SARI BASHI, PROGRAM DIRECTOR, HUMAN RIGHTS WATCH: Since October 7th, nearly 400 Palestinians have been killed by Israeli soldiers and Israeli settlers. There are currently 9,000 Palestinians being held in Israeli prisons and jails.

ROBERTSON (voice-over): Sari Bashi is an Israeli human rights expert living in the West Bank, has been tracking Israeli security force tactics there for more than a decade. Hamas's brutal October 7th attack, she believes, became a watershed for unprecedented Israeli violence in the West Bank.

BASHI: We have seen things piloted in Gaza and later moved to the West Bank in terms of the levels of violence, the airstrikes, the drone strikes in Gaza are starting to become much more frequent in the West Bank.

ROBERTSON (voice-over): And not just more aggressive and more frequent, but more audacious too, not to mention possibly illegal, according to U.N. experts. Like these covert Israeli special forces op in a hospital that killed three militants, believed to be planning an attack. The hospital says the men were sleeping when shot.

IDF diggers gouging up West Bank streets, rendering them unusable, akin to Gaza's battle-torn thoroughfares, also deepens fears the West Bank is worsening. The impact of Israel's actions, according to respected Palestinian pollster Khalil Shikaki, is enabling groups like Hamas.

KHALIL SHIKAKI, DIRECTOR, PALESTINIAN CENTER FOR POLICY AND SURVEY RESEARCH (PCPSR): The West Bank is becoming more militant today than Gaza was before the war or today.

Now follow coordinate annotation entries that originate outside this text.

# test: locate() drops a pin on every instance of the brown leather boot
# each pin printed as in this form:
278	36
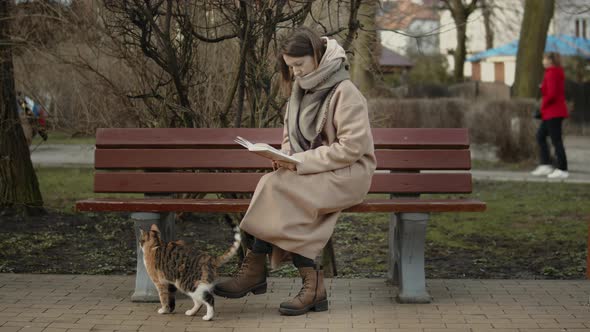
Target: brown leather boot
312	295
250	278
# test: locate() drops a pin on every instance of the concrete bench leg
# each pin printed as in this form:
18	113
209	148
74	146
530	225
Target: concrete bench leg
407	233
145	291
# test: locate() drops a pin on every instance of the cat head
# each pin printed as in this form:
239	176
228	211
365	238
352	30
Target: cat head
150	238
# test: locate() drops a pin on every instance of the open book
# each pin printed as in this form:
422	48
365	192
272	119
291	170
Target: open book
266	150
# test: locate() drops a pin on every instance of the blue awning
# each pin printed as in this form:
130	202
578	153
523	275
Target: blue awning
562	44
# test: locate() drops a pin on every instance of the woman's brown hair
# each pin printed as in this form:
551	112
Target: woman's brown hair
554	57
301	42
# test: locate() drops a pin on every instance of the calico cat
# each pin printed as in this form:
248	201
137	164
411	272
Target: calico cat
174	265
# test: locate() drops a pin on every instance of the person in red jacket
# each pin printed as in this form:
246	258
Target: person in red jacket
553	111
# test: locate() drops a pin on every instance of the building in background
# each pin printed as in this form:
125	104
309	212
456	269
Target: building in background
571	17
399	20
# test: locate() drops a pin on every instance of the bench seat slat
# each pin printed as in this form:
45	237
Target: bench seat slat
243	159
241	205
452	138
188	182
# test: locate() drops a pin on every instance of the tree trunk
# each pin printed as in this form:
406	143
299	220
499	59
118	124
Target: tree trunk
363	62
19	188
487	8
531	45
460	18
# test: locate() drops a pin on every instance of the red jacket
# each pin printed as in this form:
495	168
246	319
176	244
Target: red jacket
553	91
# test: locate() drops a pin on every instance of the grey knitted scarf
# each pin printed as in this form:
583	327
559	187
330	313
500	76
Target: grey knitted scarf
310	98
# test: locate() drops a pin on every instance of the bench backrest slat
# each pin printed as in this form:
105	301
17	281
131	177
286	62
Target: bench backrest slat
243	159
177	138
161	160
137	182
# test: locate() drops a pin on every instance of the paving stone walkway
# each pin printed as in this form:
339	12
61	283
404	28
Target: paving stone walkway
53	303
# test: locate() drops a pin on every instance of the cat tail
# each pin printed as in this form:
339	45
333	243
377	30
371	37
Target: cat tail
233	250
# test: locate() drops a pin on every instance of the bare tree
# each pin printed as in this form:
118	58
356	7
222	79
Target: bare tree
533	35
460	11
487	7
363	64
19	188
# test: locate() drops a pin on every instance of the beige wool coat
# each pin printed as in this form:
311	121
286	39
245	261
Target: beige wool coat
296	211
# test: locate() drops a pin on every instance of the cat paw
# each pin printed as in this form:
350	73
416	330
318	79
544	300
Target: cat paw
162	311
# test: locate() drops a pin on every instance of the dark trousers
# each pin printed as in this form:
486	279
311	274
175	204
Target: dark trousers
263	247
551	128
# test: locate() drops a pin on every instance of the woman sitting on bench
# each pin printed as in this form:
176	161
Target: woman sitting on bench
294	209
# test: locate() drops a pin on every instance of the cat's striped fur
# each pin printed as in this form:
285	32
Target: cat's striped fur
175	266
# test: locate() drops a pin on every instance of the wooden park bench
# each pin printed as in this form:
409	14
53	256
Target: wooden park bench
161	162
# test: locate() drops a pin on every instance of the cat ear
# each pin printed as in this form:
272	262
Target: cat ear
155	228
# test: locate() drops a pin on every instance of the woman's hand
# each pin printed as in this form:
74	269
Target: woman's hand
276	164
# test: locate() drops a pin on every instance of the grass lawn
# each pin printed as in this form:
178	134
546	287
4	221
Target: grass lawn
62	137
530	230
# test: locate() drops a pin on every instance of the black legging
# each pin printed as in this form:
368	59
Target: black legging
263	247
551	128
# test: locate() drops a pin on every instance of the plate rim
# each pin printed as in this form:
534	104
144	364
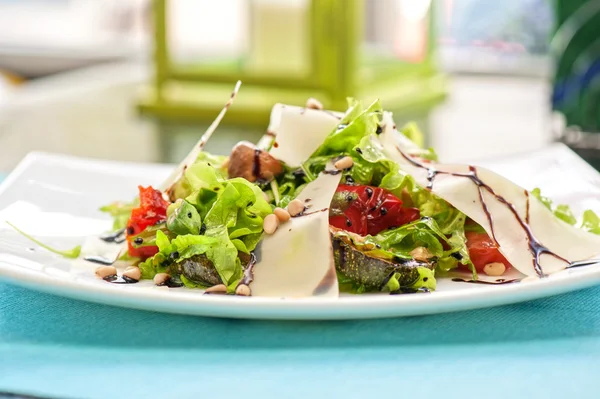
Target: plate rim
314	308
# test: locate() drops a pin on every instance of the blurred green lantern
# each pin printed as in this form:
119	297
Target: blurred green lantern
296	49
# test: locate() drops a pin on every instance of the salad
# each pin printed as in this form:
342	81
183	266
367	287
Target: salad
330	202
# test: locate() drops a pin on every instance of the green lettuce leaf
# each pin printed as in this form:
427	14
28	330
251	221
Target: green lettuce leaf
184	219
564	213
357	123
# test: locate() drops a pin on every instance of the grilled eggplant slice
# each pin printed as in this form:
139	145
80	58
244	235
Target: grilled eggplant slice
201	270
372	268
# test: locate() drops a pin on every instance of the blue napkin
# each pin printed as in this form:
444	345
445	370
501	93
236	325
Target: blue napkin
58	347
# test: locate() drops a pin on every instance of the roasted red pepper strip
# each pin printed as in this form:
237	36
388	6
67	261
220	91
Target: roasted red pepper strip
372	211
152	209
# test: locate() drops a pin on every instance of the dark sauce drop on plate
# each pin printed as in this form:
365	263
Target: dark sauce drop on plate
249	271
101	260
117	237
499	281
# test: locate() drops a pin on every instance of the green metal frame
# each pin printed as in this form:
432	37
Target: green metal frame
335	73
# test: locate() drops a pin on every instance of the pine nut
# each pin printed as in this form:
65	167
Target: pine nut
530	279
216	289
105	271
161	278
494	269
242	290
133	272
270	224
313	103
421	253
295	207
282	214
344	163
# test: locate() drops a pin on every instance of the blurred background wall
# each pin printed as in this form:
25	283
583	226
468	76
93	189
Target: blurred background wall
139	80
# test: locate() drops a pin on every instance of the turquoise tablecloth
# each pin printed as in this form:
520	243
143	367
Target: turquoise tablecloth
65	348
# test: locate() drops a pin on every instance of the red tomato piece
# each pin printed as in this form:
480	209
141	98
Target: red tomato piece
152	210
482	250
373	211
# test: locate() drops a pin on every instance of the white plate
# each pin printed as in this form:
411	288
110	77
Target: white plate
56	198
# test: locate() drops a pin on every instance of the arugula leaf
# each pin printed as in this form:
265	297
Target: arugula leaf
591	222
69	253
356	124
563	212
426	233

ROBERTON (on camera): Because of what the Israeli government is doing here?

SHIKAKI: Because of what the Israeli government is doing, what the army is doing and what the settlers are doing.

ABDEL JABBAR: Why are we supporting such a regime like that?

[02:09:54] ROBERTSON (voice-over): Hafeth is angry President Joe Biden isn't doing more to pressure Israel to rein in radical settler leaders like security minister Itamar Ben-Gvir, whose party has called for the annexation of the West Bank.

The Israeli government maintains its military operations only target terror suspects, but settler violence has spiraled in recent months.

ABDEL JABBAR: These officials on TV from the Israeli government making these comments and passing (inaudible) from Ben-Gvir to these settlers, that's why they feel like they can do anything without being charged or without being stopped.

ROBERTSON (voice-over): Impunity that is ripping irreversibly through his family.

ABDEL JABBAR: How can they forget their brother? Can they ever forget their brother? Can they ever forget who shot their brother? No. When I told my wife I want to have another Tawfic and I want my older son to get married and have another Tawfic.

ROBERTSON (voice-over): Across the square from his family home that predates Israel's creation by more than 70 years is the town's cemetery.

ABDEL JABBAR: Tawfic's.

ROBERTSON (voice-over): Where Tawfic is buried, feet from two of Hafeth's uncles, whom he says were killed by settlers 36 years ago.

ABDEL JABBAR: That's a message to them, to the Israeli government. We're not going nowhere. Even if you put all of us right here, generations will come and free this country from you guys.

ROBERTSON (voice-over): Defiance, yes, but beneath it, a father struggling.

ABDEL JABBAR: When do I see him again? When do I see my 17-years-old again? When do I get to see him again? That's the minute that I, right now, I think about. I don't think about money. I don't think about businesses anymore. I don't think about anything else other than when do I see my son again?

ROBERTSON (voice-over): Nic Roberson, CNN, the West Bank.

(END VIDEOTAPE)

CHURCH: Just days into the third year of Russia's war on Ukraine, President Volodymyr Zelensky is warning that Moscow could attempt a new offensive in a matter of months. The Ukrainian leader says his troops will prepare for that possibility, even as they face ongoing attacks, including a wave of strikes over the weekend. But Ukraine's efforts on the battlefield are being hampered by a diminishing supply of ammunition and weapons.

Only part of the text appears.